53. A method of delaying or preventing metastasis or recurrence of a cancer in a subject, the method comprising administering to the subject an effective amount of the engineered γδ T cell of claims 1 to 48 or the pharmaceutical composition of claim 49 or 50, wherein the engineered γδ T cells delay or prevent metastasis or recurrence of the cancer.

54. A method of making a chimeric antigen receptor γδ T cell armored with IL-18, which comprises introducing into a γδ T cell:

(i) a first nucleic acid, which comprises a first nucleic acid sequence that encodes a chimeric antigen receptor (CAR) comprising an extracellular antigen recognition domain that is selective for a target, a transmembrane domain, and an intracellular signaling domain, and/or

a first nucleic acid, which comprises a first nucleic acid sequence that encodes a T cell receptor (TCR) or antigen recognition domain fused to the CD3 chain of a TCR complex, where the TCR complex comprising (a) a TCR chain selected from, a gamma chain and a delta chain of a T cell receptor, (b) an epsilon chain, a delta chain, and/or a gamma chain of CD3, or (c) a zeta chain of CD3; and

(ii) a second nucleic acid, which comprises a second nucleic acid sequence that encodes an exogenous cytokine IL-18 or a functional variant thereof, or a chimeric cytokine receptor comprising the endodomain of the IL-18 receptor (IL-18R).

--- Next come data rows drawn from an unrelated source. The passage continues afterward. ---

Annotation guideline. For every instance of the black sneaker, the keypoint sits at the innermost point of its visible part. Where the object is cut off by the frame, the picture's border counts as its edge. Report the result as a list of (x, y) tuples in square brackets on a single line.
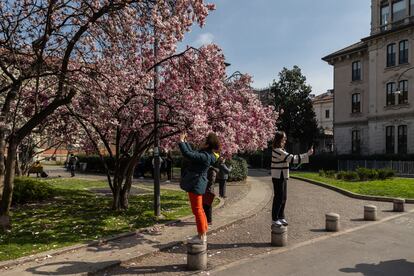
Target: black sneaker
[(284, 222)]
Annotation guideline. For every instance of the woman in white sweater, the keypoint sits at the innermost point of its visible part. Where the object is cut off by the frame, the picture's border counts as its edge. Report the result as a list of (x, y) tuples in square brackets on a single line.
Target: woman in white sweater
[(280, 174)]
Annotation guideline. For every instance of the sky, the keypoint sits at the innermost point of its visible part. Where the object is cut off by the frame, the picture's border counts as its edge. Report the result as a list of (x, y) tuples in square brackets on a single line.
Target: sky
[(260, 37)]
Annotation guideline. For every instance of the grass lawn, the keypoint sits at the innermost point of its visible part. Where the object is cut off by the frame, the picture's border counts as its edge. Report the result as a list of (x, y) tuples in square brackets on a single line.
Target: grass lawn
[(77, 215), (396, 187)]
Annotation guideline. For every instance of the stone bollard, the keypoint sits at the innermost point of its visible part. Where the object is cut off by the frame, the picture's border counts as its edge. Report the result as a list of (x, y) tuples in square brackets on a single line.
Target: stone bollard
[(332, 222), (399, 205), (370, 212), (279, 235), (197, 256)]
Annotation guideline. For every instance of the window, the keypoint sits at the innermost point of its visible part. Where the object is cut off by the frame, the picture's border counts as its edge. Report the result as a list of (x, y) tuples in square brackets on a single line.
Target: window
[(356, 141), (402, 139), (391, 54), (389, 140), (403, 96), (390, 93), (398, 10), (356, 71), (356, 103), (385, 13), (403, 56)]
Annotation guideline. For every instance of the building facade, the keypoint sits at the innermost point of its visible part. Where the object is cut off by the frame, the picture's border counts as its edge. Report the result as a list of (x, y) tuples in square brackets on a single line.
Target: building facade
[(374, 85), (323, 108)]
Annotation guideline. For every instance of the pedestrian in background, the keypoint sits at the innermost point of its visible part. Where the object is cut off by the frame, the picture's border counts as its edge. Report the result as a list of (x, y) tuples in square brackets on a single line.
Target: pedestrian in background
[(280, 174), (194, 179), (73, 161), (209, 195)]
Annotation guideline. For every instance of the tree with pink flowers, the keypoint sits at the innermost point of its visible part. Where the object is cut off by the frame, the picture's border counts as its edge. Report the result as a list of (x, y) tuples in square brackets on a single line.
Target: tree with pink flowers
[(194, 96)]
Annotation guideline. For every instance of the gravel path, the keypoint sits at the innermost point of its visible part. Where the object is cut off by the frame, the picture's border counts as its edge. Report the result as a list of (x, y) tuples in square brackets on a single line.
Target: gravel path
[(306, 208)]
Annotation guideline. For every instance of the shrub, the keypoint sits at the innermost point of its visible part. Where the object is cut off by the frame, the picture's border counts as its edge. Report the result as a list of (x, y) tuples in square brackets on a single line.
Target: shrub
[(31, 190), (350, 176), (239, 169), (330, 173)]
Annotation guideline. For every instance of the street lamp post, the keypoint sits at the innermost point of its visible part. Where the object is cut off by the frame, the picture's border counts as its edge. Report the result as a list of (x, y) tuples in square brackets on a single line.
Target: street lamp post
[(398, 91)]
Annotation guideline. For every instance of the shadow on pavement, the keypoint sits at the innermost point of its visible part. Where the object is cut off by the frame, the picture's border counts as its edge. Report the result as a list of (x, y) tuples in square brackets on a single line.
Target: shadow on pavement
[(128, 242), (142, 270), (394, 267), (68, 268), (319, 230)]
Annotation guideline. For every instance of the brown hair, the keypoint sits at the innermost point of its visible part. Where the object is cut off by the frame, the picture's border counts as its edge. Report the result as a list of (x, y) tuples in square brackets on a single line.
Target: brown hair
[(213, 142), (277, 141)]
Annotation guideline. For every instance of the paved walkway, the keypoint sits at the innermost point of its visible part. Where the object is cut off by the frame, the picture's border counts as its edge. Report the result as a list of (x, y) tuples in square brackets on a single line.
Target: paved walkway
[(241, 204), (306, 208), (381, 249)]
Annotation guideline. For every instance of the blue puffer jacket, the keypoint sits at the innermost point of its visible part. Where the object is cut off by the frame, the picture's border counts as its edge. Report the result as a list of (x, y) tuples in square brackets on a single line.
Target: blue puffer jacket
[(194, 177)]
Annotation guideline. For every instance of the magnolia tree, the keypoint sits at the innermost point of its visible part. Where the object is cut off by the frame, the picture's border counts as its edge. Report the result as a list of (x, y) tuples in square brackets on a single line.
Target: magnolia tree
[(60, 45), (117, 113)]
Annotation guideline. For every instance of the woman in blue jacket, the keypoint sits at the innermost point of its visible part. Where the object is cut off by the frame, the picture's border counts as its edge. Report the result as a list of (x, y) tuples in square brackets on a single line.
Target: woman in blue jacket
[(194, 179)]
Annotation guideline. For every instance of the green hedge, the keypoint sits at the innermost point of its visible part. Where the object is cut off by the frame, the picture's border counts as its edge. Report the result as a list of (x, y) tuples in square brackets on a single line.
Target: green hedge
[(31, 190), (361, 174), (239, 169)]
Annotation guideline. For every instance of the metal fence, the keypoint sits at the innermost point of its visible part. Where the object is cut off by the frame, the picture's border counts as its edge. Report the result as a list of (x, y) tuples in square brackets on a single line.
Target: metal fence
[(401, 168)]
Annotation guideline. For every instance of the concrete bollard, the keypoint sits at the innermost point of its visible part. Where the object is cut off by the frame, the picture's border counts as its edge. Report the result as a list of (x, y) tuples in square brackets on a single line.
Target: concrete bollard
[(279, 236), (370, 212), (197, 256), (332, 222), (399, 205)]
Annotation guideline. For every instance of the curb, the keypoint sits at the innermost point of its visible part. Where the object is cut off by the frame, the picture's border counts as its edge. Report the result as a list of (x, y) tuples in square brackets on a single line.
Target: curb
[(57, 252), (348, 193), (282, 250)]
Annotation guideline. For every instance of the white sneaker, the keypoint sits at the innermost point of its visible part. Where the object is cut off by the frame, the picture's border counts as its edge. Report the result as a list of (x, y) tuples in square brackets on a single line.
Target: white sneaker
[(198, 240), (284, 222), (277, 223)]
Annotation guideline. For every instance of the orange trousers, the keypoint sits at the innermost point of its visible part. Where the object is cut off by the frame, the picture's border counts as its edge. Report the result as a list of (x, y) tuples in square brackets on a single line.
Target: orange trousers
[(198, 211)]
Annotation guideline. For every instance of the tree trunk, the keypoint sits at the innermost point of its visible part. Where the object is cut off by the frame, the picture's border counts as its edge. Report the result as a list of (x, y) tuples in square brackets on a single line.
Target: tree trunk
[(17, 166), (126, 190), (116, 203), (8, 184)]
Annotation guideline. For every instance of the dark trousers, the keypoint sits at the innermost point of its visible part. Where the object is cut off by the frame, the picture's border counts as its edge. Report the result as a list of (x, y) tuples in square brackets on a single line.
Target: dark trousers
[(222, 187), (279, 198), (72, 170), (208, 209)]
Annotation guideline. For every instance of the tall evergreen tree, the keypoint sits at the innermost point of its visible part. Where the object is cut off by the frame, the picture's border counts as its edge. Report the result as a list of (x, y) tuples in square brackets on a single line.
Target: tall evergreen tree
[(292, 97)]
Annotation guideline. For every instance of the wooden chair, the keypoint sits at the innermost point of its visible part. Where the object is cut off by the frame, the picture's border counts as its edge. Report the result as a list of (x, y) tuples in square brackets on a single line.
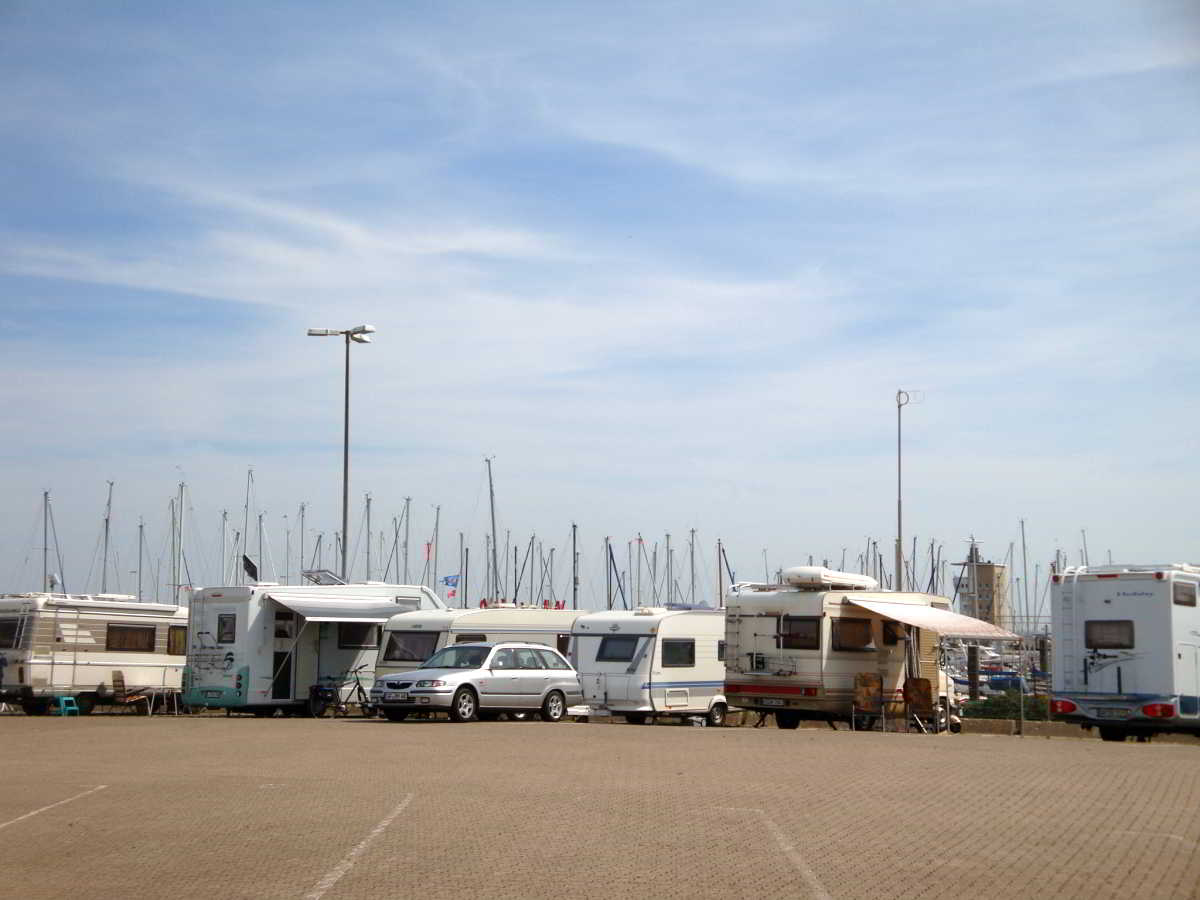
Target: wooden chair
[(127, 699)]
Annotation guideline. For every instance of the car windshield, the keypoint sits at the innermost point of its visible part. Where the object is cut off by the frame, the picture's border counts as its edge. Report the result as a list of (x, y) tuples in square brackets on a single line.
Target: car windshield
[(457, 658)]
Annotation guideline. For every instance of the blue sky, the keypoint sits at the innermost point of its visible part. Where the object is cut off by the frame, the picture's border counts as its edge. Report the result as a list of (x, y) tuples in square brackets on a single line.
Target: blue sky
[(667, 264)]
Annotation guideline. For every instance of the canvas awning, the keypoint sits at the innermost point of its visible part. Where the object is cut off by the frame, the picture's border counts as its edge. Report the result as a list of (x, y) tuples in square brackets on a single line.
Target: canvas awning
[(316, 607), (943, 622)]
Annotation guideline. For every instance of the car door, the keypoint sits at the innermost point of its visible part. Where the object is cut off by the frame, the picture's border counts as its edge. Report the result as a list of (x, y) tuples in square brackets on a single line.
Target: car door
[(532, 677), (497, 683)]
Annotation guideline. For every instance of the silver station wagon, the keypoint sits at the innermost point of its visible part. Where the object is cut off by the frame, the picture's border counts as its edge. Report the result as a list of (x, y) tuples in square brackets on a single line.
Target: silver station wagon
[(479, 681)]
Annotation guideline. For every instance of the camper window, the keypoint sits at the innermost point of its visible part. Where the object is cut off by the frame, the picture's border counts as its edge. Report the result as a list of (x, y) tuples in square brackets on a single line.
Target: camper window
[(138, 639), (617, 648), (799, 633), (358, 635), (1108, 635), (552, 659), (678, 654), (1183, 593), (409, 647), (852, 635)]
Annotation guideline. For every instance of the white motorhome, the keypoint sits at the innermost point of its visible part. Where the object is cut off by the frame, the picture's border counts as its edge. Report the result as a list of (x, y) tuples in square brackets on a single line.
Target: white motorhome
[(798, 648), (412, 637), (265, 647), (652, 663), (1127, 648), (70, 645)]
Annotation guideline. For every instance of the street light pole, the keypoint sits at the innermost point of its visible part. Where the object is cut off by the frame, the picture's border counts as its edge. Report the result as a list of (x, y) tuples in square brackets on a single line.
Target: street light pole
[(359, 334), (901, 402)]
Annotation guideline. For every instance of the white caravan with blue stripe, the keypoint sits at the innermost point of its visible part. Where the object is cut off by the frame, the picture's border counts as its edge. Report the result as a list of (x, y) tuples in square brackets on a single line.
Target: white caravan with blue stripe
[(1127, 648), (651, 663)]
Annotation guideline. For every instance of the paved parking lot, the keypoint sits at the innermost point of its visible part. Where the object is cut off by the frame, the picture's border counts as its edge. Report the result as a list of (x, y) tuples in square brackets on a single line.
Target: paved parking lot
[(127, 807)]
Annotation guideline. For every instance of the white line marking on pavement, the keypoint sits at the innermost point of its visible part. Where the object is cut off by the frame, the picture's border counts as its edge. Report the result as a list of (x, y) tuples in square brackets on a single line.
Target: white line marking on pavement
[(18, 819), (337, 871), (790, 851)]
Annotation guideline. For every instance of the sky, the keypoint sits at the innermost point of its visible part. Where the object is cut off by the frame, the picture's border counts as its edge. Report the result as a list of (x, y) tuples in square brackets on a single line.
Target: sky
[(666, 264)]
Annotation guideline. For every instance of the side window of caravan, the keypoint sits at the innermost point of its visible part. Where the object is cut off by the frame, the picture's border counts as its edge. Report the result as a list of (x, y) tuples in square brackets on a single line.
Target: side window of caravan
[(358, 635), (617, 648), (852, 635), (1183, 593), (678, 654), (130, 637), (409, 646), (1108, 635), (799, 633)]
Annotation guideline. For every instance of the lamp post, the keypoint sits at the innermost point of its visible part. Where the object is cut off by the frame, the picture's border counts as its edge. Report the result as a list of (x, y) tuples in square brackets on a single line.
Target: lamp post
[(901, 402), (359, 334)]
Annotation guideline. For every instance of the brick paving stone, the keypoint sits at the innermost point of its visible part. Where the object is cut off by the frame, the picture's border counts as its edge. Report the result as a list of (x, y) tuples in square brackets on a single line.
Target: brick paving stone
[(245, 808)]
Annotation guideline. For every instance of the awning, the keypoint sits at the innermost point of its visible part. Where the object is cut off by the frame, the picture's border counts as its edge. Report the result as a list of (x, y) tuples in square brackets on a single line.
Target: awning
[(943, 622), (316, 607)]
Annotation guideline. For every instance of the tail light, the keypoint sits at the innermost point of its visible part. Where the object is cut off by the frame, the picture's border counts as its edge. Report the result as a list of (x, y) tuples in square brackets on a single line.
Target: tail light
[(1158, 711)]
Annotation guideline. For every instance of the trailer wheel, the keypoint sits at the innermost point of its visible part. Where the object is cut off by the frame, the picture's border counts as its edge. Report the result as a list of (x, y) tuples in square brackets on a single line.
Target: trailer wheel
[(465, 706), (553, 708), (787, 719), (717, 715)]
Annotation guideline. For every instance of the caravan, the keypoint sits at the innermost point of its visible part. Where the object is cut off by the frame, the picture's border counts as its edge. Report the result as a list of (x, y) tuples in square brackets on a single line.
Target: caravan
[(1127, 648), (265, 647), (652, 663), (799, 648), (412, 637), (71, 646)]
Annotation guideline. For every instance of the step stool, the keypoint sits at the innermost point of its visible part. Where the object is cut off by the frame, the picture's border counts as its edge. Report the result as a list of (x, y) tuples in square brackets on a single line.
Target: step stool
[(67, 706)]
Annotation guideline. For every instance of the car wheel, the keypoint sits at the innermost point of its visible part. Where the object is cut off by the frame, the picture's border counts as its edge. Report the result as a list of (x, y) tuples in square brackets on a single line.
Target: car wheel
[(553, 708), (717, 715), (787, 719), (465, 706)]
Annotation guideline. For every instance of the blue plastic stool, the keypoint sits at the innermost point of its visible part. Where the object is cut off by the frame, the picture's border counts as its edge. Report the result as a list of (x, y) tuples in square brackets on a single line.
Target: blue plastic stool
[(67, 706)]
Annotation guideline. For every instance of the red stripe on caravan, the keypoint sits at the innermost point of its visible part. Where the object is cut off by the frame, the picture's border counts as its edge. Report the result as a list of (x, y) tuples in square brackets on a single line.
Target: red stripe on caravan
[(769, 688)]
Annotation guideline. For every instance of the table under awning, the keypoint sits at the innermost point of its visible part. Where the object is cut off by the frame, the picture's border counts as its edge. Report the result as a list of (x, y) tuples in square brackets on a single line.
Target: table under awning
[(943, 622), (316, 607)]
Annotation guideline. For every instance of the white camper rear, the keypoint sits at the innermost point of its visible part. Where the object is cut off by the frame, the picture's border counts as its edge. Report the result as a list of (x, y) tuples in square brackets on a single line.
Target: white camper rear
[(265, 647), (651, 663), (412, 637), (1127, 648)]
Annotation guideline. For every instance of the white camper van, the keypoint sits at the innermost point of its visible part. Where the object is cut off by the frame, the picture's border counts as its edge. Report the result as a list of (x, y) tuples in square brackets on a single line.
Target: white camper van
[(1127, 648), (67, 645), (797, 648), (265, 647), (652, 663), (412, 637)]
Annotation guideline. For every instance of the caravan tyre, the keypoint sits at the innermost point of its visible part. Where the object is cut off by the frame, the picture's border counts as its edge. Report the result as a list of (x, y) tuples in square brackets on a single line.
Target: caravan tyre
[(465, 706), (553, 708)]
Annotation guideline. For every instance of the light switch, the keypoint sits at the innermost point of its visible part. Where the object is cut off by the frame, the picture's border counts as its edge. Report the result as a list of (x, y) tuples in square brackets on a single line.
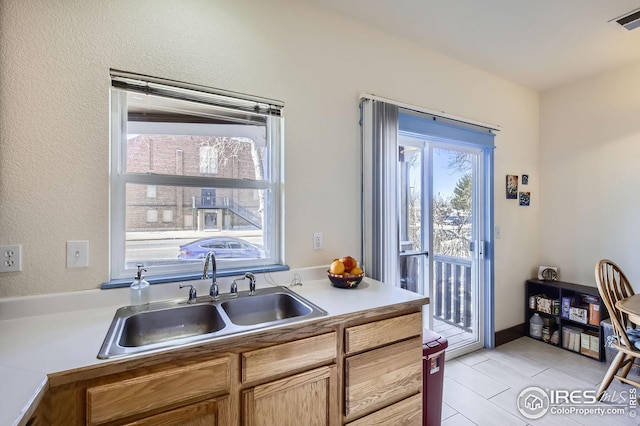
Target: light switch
[(77, 254)]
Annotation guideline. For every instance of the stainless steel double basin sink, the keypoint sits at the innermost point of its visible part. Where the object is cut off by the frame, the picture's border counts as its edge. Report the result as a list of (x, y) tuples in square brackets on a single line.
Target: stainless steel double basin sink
[(175, 322)]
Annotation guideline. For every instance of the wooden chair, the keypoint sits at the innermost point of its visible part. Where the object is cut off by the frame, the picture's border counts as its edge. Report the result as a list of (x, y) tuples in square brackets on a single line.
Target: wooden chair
[(613, 285)]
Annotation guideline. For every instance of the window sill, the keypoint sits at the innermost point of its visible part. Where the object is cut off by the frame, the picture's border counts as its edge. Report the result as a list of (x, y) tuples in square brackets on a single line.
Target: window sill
[(160, 279)]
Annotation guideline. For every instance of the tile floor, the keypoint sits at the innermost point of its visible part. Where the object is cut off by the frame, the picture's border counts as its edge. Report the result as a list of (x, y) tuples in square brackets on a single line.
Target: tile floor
[(482, 388)]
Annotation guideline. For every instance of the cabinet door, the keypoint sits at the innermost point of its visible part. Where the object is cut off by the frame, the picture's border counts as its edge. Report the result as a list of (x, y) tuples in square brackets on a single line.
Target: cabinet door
[(383, 376), (207, 413), (308, 398), (155, 391)]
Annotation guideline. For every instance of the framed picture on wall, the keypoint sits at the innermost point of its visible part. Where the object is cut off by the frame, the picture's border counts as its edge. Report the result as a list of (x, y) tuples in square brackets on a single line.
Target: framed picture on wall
[(512, 187)]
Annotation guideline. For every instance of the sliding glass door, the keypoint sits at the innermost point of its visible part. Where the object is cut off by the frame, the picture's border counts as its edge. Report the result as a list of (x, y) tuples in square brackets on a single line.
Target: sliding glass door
[(441, 208), (427, 214)]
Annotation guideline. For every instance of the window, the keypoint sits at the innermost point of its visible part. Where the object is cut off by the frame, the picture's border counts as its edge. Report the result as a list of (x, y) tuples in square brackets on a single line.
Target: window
[(193, 170), (208, 160)]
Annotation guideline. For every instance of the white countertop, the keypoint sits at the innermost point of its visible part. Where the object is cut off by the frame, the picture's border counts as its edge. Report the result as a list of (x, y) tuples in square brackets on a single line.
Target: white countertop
[(47, 334)]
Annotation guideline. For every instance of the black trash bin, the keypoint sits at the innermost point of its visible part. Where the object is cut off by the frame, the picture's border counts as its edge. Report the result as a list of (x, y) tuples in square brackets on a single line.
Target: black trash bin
[(433, 349)]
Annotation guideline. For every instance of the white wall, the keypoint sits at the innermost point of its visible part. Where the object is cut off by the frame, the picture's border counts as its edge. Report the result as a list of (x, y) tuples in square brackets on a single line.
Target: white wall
[(54, 121), (589, 163)]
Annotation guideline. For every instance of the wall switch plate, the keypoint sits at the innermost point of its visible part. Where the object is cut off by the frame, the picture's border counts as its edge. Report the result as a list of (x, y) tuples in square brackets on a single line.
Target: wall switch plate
[(77, 254), (317, 240), (11, 258)]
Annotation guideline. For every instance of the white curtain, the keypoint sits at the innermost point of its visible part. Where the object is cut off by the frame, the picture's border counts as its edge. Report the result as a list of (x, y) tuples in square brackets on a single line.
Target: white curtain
[(380, 225)]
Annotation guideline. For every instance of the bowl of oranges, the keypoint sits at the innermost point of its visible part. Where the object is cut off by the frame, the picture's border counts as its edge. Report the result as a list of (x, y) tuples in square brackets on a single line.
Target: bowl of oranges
[(345, 273)]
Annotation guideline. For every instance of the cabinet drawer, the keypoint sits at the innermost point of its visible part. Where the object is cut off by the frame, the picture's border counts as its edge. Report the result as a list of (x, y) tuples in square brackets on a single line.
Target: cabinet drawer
[(156, 390), (291, 356), (407, 412), (382, 376), (383, 332)]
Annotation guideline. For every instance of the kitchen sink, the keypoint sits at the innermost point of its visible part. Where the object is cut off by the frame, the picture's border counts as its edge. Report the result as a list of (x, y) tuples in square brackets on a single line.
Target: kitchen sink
[(264, 308), (175, 322), (151, 327)]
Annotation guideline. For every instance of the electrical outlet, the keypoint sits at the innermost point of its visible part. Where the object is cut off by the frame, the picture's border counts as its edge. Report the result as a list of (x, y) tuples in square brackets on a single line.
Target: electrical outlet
[(77, 254), (317, 240), (11, 258)]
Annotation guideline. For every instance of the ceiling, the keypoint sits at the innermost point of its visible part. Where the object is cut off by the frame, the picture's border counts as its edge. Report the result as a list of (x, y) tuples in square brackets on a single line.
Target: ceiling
[(539, 44)]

55. A kit for making a chimeric antigen receptor γδ T cell armored with IL-18, which comprises:

(a) a container comprising (1) (i) a first nucleic acid, which comprises a first nucleic acid sequence that encodes a chimeric antigen receptor (CAR) comprising an extracellular antigen recognition domain that is selective for a target, a transmembrane domain, and an intracellular signaling domain, and/or a first nucleic acid, which comprises a first nucleic acid sequence that encodes a T cell receptor (TCR) or antigen recognition domain fused to the CD3 chain of a TCR complex, where the TCR complex comprising (a) a TCR chain selected from a gamma chain and a delta chain of a T cell receptor, (b) an epsilon chain, a delta chain, and/or a gamma chain of CD3, or (c) a zeta chain of CD3; and (ii) a second nucleic acid, which comprises a nucleic acid sequence that encodes an exogenous cytokine IL-18 or a functional variant thereof, or a chimeric cytokine receptor comprising the endodomain of the IL-18 receptor (IL-18R); or (2) a vector comprising the first and second nucleic acids;

(b) a container comprising γδ T cells; and

(c) instructions for using the kit.

56. Use of the engineered γδ T cell of claims 1 to 48 or the pharmaceutical composition of claim 49 or 50, to treat a cancer or an infectious disease in a subject.